Two of the tracks are jazz standards, “Laura,” and George Shearing’s classic “Lullaby of Birdland.” The rest of the pieces are a mix of original compositions that would never become part of Piazzolla’s repertoire, older songs in a new guise and also hints at the Piazzolla to come. “Counterpoint,” with its fugal structure, later developed fully in pieces such as “Fuga y Misterio;” “Dedita,” a piece written for his then-wife Odette ‘Dedé’ Wolff; “Show Off,” a new spin of “Para Lucirse,” a tango he had already arranged for tango master Anibal Troilo’s orchestra. And then there’s “Triunfal,” the piece that, in Piazzolla’s lore, he showed to fabled teacher Nadia Boulanger who then, impressed, encouraged him to continue writing tangos.
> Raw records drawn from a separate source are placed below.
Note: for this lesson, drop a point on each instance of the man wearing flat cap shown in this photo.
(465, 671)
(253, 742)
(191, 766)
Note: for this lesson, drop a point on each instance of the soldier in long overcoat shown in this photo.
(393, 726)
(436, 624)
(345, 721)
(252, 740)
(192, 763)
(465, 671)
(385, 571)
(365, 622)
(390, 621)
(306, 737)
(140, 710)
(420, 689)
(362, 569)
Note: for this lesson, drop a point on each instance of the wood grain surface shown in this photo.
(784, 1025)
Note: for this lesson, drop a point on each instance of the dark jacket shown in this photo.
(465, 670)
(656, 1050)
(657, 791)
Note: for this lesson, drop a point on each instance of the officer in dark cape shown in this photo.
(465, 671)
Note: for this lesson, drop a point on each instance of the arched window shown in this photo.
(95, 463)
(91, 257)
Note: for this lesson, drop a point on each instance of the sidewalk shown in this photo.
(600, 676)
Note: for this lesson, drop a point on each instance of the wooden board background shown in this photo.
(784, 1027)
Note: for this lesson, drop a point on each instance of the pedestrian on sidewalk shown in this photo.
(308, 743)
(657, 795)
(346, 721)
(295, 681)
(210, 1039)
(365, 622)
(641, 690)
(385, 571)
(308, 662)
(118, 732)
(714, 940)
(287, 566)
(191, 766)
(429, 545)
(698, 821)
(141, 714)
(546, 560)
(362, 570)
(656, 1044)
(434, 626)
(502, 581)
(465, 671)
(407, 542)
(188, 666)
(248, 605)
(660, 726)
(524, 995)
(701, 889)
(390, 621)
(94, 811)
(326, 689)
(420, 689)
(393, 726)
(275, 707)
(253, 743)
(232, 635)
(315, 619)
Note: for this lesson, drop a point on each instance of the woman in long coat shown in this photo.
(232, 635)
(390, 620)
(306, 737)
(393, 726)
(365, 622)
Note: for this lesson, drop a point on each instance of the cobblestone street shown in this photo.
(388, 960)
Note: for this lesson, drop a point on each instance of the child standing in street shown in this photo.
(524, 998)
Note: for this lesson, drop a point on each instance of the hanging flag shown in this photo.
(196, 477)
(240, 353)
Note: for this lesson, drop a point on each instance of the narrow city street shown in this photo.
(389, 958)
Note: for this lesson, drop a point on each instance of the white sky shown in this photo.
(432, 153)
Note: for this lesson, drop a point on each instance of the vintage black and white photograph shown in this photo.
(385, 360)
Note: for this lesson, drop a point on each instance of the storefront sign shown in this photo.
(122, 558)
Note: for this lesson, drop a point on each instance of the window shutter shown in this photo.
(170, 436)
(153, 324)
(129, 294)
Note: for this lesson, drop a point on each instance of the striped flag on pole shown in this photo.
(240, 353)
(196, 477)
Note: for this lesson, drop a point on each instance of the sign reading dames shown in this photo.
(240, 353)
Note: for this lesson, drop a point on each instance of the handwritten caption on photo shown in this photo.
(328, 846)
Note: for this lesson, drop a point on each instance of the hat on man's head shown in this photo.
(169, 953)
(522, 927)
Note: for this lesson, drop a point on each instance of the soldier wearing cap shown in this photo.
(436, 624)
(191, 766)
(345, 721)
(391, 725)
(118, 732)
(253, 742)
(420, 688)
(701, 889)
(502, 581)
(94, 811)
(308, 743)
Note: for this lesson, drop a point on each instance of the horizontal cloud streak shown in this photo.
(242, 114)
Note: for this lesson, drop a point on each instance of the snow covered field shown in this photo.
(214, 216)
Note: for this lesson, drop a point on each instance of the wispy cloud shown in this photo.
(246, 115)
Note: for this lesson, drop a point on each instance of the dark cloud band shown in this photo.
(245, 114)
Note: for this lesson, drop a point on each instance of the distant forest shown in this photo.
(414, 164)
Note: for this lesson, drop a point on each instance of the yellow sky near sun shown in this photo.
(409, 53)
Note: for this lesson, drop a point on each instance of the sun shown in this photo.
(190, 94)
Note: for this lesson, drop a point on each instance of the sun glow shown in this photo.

Ironically, Aslan points out, the piece here becomes “almost hard bop.”

“I did not set out to re-harmonize or change his writing at all, or to add any of my ideas,” he explains. “That was a self-imposed limitation — but also I did not need to. The objective was to reformulate the arrangements so that the individual contributions of each musician were allowed to flourish.” For Aslan, Piazzolla in Brooklyn was a chance to finally address Piazzolla in his own terms. “He was a model and an inspiration for my work,” he says. “But I also systematically avoided his music. I always felt that it was too strong and defined, and that his own interpretations very rarely have been surpassed. In Piazzolla in Brooklyn I found my own way into Piazzolla’s music, a place where I could create my own world and actually interact with him.”